The Power of an Insurance Chatbot

There is a misconception among industry experts and users that the presence of chatbots in the industry is likely to substitute human service. However, that notion is only partly true. The vision is actually to use chatbots and make them perpetually available to assist human personnel to improve customer service rendition and not replace them.

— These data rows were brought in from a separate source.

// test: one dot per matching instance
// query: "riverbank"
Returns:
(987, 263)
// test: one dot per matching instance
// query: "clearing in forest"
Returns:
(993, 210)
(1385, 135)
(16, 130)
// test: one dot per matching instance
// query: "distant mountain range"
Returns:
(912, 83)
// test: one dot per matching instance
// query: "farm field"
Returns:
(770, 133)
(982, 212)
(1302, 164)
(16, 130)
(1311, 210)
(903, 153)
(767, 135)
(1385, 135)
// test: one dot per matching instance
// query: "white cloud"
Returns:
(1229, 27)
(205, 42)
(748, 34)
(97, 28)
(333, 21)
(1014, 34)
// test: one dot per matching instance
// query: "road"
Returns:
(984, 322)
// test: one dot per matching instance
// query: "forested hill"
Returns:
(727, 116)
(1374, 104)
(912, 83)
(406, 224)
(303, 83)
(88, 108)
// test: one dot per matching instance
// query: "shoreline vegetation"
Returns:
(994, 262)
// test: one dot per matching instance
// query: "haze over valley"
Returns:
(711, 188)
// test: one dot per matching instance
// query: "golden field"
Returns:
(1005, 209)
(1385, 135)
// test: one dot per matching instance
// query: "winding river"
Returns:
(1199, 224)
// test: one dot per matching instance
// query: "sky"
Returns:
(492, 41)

The Acumen of an Insurance Bot – Market Anticipation

Every insurance chatbot should possess the following attributes:

  1. Conversational maturity
    • Capable of understanding the context of the conversation right at the onset of the chat with the help of in-built intelligence
    • Accuracy in first-time response since any wrong response could lead to end-users’ frustration which should always be avoided
    • Asking questions to clarify points in a conversation that are unclear in a polite manner and with a pleasant attitude that typifies a chatbot’s personality
    • Ability to retain contexts from previous conversations wherever applicable with the help of domain knowledge and intelligence
    • Equal ability in retaining inputs from previous conversations wherever applicable with the help of conversational intelligence
  2. Omnichannel capabilities
    • An impeccable conversation prowess across channels while having the capability to retain data and context for that seamless experience. As an example, a conversation took place halfway in one channel (chatbot on the company’s website) and then continued in another channel from the point where a conversation previously transpired like on Facebook Messenger.
  3. Emotionally Intelligent
    • Understands and empathizes with the user and rendering personalized experiences through friendly greetings or polite messages whenever the user is discontented
    • Escalate matters to a live agent wherever necessary instead of retorting with an “I cannot help”  response
  4. Capability to process both structured and unstructured data
    • Capable of producing unstructured data in response to a query which could either be text message responses or documents download
    • Capable of uploading data in an unstructured format
  5. Autonomous reasoning or self-learning
    • Able to infer solutions based on case histories by deploying self-learning techniques
  6. Domain knowledge
    • Well-trained for a brand or industry-specific knowledge, concepts or terms
    • Preconfigured to resolve common or repeated customer requests of specific industries (insurance i.e.) consistently

Conclusion

The advantage of automating the personal line of businesses and using chatbots is that insurance transactions are more secure. But regarding insurance transactions under commercial lines of businesses, there is nominal conversion to insurance chatbots. In addition to inquiries and help-related questions, other transactions have yet to be fully automated.

But with the help of artificial intelligence and machine learning, it won’t take long before commercial insurance transactions and conversations will be defined under various patterns derived from and supported by historical data analysis. Thus, chatbots can complement those transactions which could redound to more benefits for both the insurers and insured.